For the sake of completeness, however, the security benefits of a managed switch depend entirely on it being managed properly, otherwise you could find that your security investment actually turns into a security nightmare.
Quality of service
Managed switches allow you to prioritize your network resources so that the most important data traffic gets sent ahead of traffic which can wait. For example, you might want to prioritize traffic related to communications between people over traffic related to jobs being sent to the printer.
Virtual Local Area Networks (VLANs)
VLANs are basically when you use managed switches to group devices together through software controls rather than having your IT team go around the building and physically move cables around (which may involve moving people around so that the IT team can get at their desk area).
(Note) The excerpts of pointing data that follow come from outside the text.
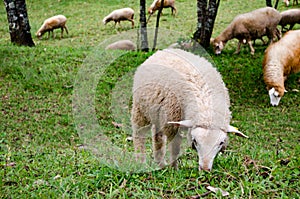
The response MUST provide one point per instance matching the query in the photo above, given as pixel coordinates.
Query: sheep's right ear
(183, 123)
(232, 129)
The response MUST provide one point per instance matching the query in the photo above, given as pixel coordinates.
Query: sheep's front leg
(139, 140)
(238, 48)
(251, 47)
(62, 32)
(174, 148)
(159, 146)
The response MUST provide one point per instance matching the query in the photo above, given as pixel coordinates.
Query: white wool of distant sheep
(287, 2)
(123, 14)
(281, 59)
(122, 45)
(249, 26)
(289, 17)
(170, 91)
(156, 4)
(58, 21)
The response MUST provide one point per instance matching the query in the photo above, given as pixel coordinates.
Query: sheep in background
(58, 21)
(290, 17)
(249, 26)
(281, 59)
(287, 2)
(167, 4)
(123, 14)
(175, 88)
(121, 45)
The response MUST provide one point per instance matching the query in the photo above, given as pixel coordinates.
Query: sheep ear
(232, 129)
(183, 123)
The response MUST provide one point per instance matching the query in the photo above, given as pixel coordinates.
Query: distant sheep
(289, 17)
(249, 26)
(122, 45)
(156, 4)
(287, 2)
(175, 88)
(123, 14)
(58, 21)
(281, 59)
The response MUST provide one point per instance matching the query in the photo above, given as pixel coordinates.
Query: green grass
(41, 152)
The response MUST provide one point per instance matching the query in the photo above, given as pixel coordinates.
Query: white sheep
(289, 17)
(249, 26)
(287, 2)
(175, 88)
(281, 59)
(121, 45)
(58, 21)
(156, 4)
(123, 14)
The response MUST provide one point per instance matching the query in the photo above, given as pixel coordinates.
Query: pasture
(43, 156)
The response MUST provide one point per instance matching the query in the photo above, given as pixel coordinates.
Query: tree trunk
(269, 3)
(143, 27)
(206, 15)
(157, 24)
(19, 27)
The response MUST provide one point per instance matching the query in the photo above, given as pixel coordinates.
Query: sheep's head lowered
(208, 141)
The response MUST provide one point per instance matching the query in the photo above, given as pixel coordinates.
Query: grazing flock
(174, 88)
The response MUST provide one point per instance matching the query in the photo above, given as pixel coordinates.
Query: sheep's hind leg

In other words, they are an elegant solution to one of IT’s most irritating and time-consuming tasks. Using VLANs can substantially cut down on unnecessary traffic leaving more resource for genuinely essential tasks.
Simple Network Management Protocol (SNMP)
This is essentially what the name says. It’s a basic, widely-understood and very popular protocol for network monitoring and management. Even the most basic of managed switches will almost certainly support it and it can be extremely useful.